Итак… Мертвый Чехов. Ну, он почти каждую ночь снится. В последнее время особенно настойчиво — подсознание, похоже, не может смириться с тем фактом, что Чехов, спустя столько лет после своей смерти, вдруг объявился живым и здоровым. Интернат тоже часто снится, в этом нет ничего нового или необычного: детство — один из главных поставщиков сюжетов для сновидений.
Далее… Лемурианин Дедал. В реальности Пульхр с ним встречался лишь дважды, а сниться он повадился чуть ли не каждую ночь. Видимо, инопланетянин-андрогин, оказавшийся в итоге женщиной, сумел чем-то зацепить подсознание. В сегодняшнем сне, кстати, Дедал был не в штатском, как обычно, а в зеленом скафандре, очень похожем на тот, что носит Стерн. Что этим хочет сказать подсознание? Или всего лишь выверт сонного ума, перетаскивающего и складирующего дневные впечатления в долговременную память?
Раковина, понятное дело, символизирует шахту. Муравьи в мифологии многих народов связаны с демонами и подземным миром, а раз Пульхру это сразу пришло в голову, то не трудно догадаться, что муравьи в его сне символизируют зомби. Пульхр вспомнил, что раковина во сне пахла как зомби. Да что так руки-то чешутся? А не завелись ли у нас тут, часом, клопы? Значит… Муравьи в раковине — это зомби в шахте. Муравьи искусали руки — видимо, подсознание хочет избежать любого контакта с зомби.
Пульхр скреб руку с каким-то извращенным сладострастием, пока не почувствовал под пальцами липкую влагу. Это еще что такое? Он сел, и потянулся к выключателю. Вспыхнул свет. Пульхр уставился на свои руки. Вот тебе и муравьи… Кожа ниже локтей покраснела и покрылась мелкими бледно-розовыми волдырями. Левая рука была расчесана так, что из царапин сочилась бледная сукровица. Пульхр потрогал волдыри и боли не почувствовал. А вот вид весьма тревожный. Пульхр посмотрел на часы. Четыре утра. Два часа до рассвета.
— Дежурный! — позвал Пульхр. — Вызови Бенуа!
Бенуа появился через пару минут, мутный, сонный, всклокоченный и мечтающий нырнуть обратно под одеяло.
— Извини что разбудил, — сказал Пульхр, — похоже, у меня проблема по твоей части, — и показал Бенуа руки.
Бенуа рывком проснулся и собрался в пучок.
— Сними футболку, — велел он. — Язык покажи.
Бенуа заглянул в глаза, пощупал шею под челюстью, за ушами, потрогал волдыри.
— Как себя чувствуешь?
— Нормально. Только руки чешутся.
— Да, вижу, что чешутся. Крапивница.
— Аллергия? Отродясь у меня никаких аллергий не было.
— Реакция на еду, возможно. Пайки, которыми мы здесь питаемся, уже больше двух лет лежат на складе. Двое наемников тоже жаловались на пищеварение.

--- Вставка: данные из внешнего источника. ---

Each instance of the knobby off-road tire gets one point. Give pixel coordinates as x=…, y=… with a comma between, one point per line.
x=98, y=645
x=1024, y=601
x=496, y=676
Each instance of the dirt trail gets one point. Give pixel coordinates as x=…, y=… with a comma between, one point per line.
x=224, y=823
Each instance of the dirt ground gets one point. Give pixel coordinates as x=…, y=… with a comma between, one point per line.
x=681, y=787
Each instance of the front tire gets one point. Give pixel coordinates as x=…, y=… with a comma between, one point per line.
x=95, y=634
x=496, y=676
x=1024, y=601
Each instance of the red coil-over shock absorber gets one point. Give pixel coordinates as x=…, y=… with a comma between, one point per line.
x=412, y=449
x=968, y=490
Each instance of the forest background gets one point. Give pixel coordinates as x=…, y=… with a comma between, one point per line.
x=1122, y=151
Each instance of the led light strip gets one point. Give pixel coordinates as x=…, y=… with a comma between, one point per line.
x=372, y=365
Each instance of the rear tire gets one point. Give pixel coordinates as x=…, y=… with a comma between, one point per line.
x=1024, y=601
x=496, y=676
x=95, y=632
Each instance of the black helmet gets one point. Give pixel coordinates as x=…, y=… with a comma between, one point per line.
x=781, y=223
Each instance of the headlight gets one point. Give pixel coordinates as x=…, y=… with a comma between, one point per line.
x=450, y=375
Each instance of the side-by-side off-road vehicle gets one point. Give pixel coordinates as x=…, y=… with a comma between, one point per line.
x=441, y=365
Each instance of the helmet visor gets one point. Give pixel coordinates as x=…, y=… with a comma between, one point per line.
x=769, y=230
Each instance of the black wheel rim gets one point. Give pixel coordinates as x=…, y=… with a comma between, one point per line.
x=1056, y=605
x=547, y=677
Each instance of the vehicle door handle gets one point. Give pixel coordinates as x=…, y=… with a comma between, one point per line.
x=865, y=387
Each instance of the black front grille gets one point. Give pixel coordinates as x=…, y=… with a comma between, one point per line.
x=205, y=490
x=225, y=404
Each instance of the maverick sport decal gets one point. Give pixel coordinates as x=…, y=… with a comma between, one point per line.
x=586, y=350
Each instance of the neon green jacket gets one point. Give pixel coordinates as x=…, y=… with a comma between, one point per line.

— У пайков срок годности восемь лет.
— Ну, может быть, не в еде дело. Крапивница может быть реакцией организма на ксенобиотики: бытовая химия, лекарства, тяжелые металлы, красители, пестициды. Бывает таким образом организмъ реагирует на паразитов…
Судя по тому, как они одновременно поглядели друг другу в глаза, им обоим в голову пришла одна и та же мысль.
— Великая Мать! — выдохнул Бенуа и непроизвольно отряхнул пальцы, которыми только что так опрометчиво ощупывал капитанские волдыри.
— Я что… заразился? — спросил Пульхр, кашлянув.
— Надо взять кровь на анализ, — уклонился от прямого ответа Бенуа. — Там видно будет.
— Возьми конечно.
Вот они к чему были, сны эти… Бенуа вышел, столкнувшись въ дверях с Чеховым.
— Ого! — сказал Чехов, с уважением глядя на ошпаренные крапивницей руки. — Болят?
— Чешутся. Не подходи. Я, похоже, заразился.
— Ага! А я кому-то говорил шлем не снимать!
— Стерн говорила, что патоген не передается по воздуху.
— Нашел, кого слушать.
— Ничего страшного, — сердито ответил Пульхр, искренне надеясь, что это так. — Пропью курс таблеток. Это всего лишь грибок, а не ветряной менингит.
Вернулся Бенуа со жгутом и иглами. Пульхр глядел на бодро стекающую в пробирку кровь и размышлял о том, что творится в голове у Стерн, если она добровольно готова заразиться этой дрянью. Да не просто готова, а страстно этого желает.
— Что делать, если анализ положительный? — спросил Бенуа, выдергивая иглу и ослабляя жгут.
— Лечить. А на все остальное есть устав. Командование переходит старпому, меня в карантин, всех кто был внизу — проверить. Жду от тебя результатов анализов как можно быстрее.
Хоть бы это аллергия, хоть бы это аллергия… Наслушался Стерн, что грибок малозаразен… Когда, интересно, подцепил? Память с готовностью начала выдавать воспоминания: вот он снял маску в лаборатории Стерн, когда нюхал, чем пахнет из вскрытого зомби; вчера зашел к зомби в пассажирский отсек без шлема; вчера же ходил по заброшенному городу без шлема, да еще, идиот, голыми руками сгребал песок с того чертова захоронения… Голыми руками… Сгребал песок…
— Бенуа, подожди! Что ты там говорил про тяжелые металлы?
— Когда?
— Ну, что аллергия может быть реакцией на тяжелые металлы.
— А-а, да. Контакт с ртутью, таллием, свинцом. Нарушений сна, потливости, сердцебиения в последнее время нет?
— Только что кошмар снился, с потом и сердцебиением.
— А я знал, что так будет! — сказал Бенуа, которого послушать, так он знал все, но почему-то всегда задним числом, что Пульхра всегда в нем раздражало. — У нас здесь работает старый дизель, черт знает каких времен. А раньше в топливо добавляли тетраэтилсвинец, жутко токсичная дрянь, вызывает все эти симптомы.
— Почему не сказал, если знал?
— Я говорил Сикорскому…
— А при чем тут Сикорский? Задача Сикорского была запустить дизель — он запустил. Кто у нас специалист по химической и биологической безопасности, ты или Сикорский?
— Я.
— А может быть Сикорский твой командир?
— Никак нет.
— Почему анализ топлива не сделал? Тоже никто не сказал?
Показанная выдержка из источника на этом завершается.